ABAP cobra divulgação das ações de recuperação de Mariana | IAB Brasil

ABAP cobra divulgação das ações de recuperação de Mariana

Data: 05/02/2016

Departamento: Nacional

A Associação Brasileira de Arquitetos Paisagistas (ABAP) divulgou, no dia 6 de janeiro, carta pronunciamento cobrando a divulgação das ações de contenção e de reparação dos danos socioambientais causados pelo rompimento da barragem de rejeitos do Fundão, no Distrito de Bento Rodrigues, no município de Mariana.

“Passados 60 dias da tragédia, o número de vítimas ainda não foi definido oficialmente. As causas do acidente não foram identificadas e as medidas de resposta imediata ao desastre continuam insuficientes”, diz trecho da carta.

Leia, abaixo, a íntegra da carta divulgada pela ABAP, ou clique aqui para fazer o download do documento.


A tragédia de Mariana


O rompimento da barragem de rejeitos do Fundão, no Distrito de Bento Rodrigues, no município de Mariana, Minas Gerais, deixou um rastro de 700 km de lama até o litoral do Espírito Santo. Corpos foram encontrados até 100 km de distância da barragem. Segundo o IBAMA, foram despejados no Rio Doce cerca de 50 milhões de metros cúbicos de lama.

Qual a real extensão do dano socioambiental e paisagístico causado pelo rompimento da barragem de rejeitos da produção de minério de ferro da mineradora Samarco em 5 de novembro de 2015?

A destruição do Rio Doce e dos ecossistemas associados, da paisagem e do patrimônio natural e sociocultural da sua bacia, da fauna fluvial e da flora às margens do rio e o gravíssimo comprometimento do abastecimento de água e das atividades pesqueiras e turísticas na região por ele atravessada foram algumas das consequências desta catástrofe socioambiental sem precedentes no Brasil.

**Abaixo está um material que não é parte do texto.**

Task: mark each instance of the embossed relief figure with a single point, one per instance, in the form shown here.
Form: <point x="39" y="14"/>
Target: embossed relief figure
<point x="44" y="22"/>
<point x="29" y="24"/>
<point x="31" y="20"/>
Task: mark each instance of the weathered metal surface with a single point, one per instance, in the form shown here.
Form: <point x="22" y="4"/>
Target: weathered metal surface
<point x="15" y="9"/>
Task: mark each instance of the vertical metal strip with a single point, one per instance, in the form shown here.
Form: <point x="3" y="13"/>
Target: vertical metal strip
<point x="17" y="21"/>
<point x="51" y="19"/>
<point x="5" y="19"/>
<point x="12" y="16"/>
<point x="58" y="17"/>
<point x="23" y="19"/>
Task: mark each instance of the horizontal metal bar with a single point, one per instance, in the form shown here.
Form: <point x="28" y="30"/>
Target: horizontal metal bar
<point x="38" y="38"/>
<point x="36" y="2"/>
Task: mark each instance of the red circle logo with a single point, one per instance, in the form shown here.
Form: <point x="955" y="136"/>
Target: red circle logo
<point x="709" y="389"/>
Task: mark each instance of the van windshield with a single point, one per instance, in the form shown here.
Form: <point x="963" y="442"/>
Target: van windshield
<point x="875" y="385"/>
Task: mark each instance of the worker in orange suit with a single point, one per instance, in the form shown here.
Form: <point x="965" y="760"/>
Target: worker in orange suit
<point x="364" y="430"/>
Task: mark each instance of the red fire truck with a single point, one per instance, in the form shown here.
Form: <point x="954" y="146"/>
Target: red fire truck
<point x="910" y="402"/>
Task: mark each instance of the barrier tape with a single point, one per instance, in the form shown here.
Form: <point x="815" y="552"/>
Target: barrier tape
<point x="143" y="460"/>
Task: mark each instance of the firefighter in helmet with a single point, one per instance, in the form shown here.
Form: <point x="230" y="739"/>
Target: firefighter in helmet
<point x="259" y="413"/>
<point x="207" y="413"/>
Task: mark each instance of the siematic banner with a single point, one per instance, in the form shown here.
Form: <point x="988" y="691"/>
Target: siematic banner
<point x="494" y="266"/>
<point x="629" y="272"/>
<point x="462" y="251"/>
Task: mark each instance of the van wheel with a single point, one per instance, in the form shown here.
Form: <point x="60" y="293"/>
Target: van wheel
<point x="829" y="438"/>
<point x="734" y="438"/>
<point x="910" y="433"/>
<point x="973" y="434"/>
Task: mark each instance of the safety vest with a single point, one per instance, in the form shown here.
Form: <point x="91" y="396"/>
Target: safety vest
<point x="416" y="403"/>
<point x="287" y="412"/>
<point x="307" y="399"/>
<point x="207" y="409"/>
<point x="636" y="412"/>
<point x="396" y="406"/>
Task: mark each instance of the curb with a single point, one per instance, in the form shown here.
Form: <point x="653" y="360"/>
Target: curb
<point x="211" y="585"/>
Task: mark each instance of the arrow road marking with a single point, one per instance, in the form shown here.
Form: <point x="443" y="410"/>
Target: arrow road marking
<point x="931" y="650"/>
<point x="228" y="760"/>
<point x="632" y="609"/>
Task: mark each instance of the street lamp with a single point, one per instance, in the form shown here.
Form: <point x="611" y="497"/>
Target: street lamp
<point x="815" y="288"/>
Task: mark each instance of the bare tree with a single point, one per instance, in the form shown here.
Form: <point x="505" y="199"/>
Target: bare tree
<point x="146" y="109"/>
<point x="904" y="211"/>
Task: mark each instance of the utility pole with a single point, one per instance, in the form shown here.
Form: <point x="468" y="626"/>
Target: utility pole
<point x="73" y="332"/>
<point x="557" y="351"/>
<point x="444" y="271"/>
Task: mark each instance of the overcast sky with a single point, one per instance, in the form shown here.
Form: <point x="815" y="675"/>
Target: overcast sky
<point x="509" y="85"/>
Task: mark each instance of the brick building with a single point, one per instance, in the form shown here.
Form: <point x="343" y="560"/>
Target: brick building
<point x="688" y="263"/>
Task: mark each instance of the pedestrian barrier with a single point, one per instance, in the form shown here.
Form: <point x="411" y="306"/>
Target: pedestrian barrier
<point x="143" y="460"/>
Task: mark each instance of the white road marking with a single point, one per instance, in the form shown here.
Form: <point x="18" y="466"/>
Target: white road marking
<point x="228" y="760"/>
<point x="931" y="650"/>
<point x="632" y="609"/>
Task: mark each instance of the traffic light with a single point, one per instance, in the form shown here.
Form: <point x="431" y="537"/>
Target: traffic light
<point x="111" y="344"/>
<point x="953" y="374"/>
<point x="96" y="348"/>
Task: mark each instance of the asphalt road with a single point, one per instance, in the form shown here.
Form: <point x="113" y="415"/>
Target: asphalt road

Passados 60 dias da tragédia, o número de vítimas ainda não foi definido oficialmente. As causas do acidente não foram identificadas e as medidas de resposta imediata ao desastre continuam insuficientes. As barreiras de contenção flutuantes foram insuficientes para impedir a mancha de lama no litoral do Espírito Santo. O plano de emergência apresentado no processo de licenciamento não previu um impacto desta magnitude em caso de rompimento da barragem. E nada se comentou sobre a reabilitação de toda a região atingida.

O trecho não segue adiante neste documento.